From the Guidelines
Chemotherapy can negate the protection from the MMR vaccine, and revaccination is recommended for patients with acute leukemia (AL) more than 24 months after completion of therapy, based on serostatus (BIIt) 1. The impact of chemotherapy on MMR vaccine protection is a significant concern, particularly for patients with hematologic malignancies or solid tumors. According to the guideline by the Infectious Diseases Working Party (AGIHO) of the German Society for Hematology and Medical Oncology (DGHO) 1, patients with AL are at high risk of losing immunity to measles, mumps, and rubella due to chemotherapy-induced immunosuppression. Key considerations for MMR vaccination in patients undergoing chemotherapy include:
- The timing of vaccination: MMR vaccination should be performed more than 24 months after completion of therapy 1.
- Serostatus: Revaccination should be considered based on the patient's serostatus 1.
- Immunosuppression: Live vaccines, including MMR, are contraindicated in patients with severe immunosuppression, and alternative approaches, such as passive immunization, may be necessary 1. Healthcare providers should assess the individual patient's risk factors, including the type and intensity of chemotherapy, to determine the best approach for maintaining or restoring MMR immunity. In general, patients with AL should receive a booster dose of MMR vaccine after completion of treatment, as the risk of measles infection is high in immunocompromised patients, and antibody titers are likely to decline after chemotherapy 1.
From the Research
Effect of Chemotherapy on MMR Vaccine Protection
- Chemotherapy can negatively impact the protection provided by the Measles, Mumps, and Rubella (MMR) vaccine 2, 3, 4, 5.
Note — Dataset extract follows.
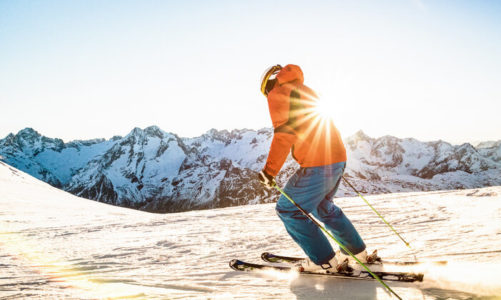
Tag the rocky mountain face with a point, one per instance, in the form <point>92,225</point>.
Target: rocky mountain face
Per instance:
<point>154,170</point>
- Studies have shown that a significant number of children lose preexisting humoral immunity against MMR after completion of chemotherapy 2.
- The loss of immunity against MMR viruses has been observed in patients undergoing chemotherapy, with seropositivity rates declining after treatment 3, 4, 5.
- Factors such as age and the type of chemotherapy may influence the loss of immunity, with younger patients and those receiving certain types of chemotherapy being more likely to experience a decline in antibody levels 2, 3.
Restoration of Immunity
- Re-vaccination after chemotherapy can restore protective immunity against MMR viruses in some patients 4, 6.
- A single booster dose of the MMR vaccine has been shown to elicit protective titers in the majority of patients, with a second dose being effective in non-responders 3, 6.
- The optimal number of doses and the role of post-vaccination titers in adult hematopoietic cell transplant recipients are still being studied, but available data suggest that MMR vaccination can be effective in restoring immunity in this population 6.
Implications for Patient Care
- Patients who have undergone chemotherapy may be at increased risk of infection with MMR viruses due to the loss of immunity 2, 3, 4, 5.
- Healthcare providers should consider evaluating the immune status of patients after chemotherapy and providing revaccination as needed to restore protective immunity against MMR viruses 4, 5.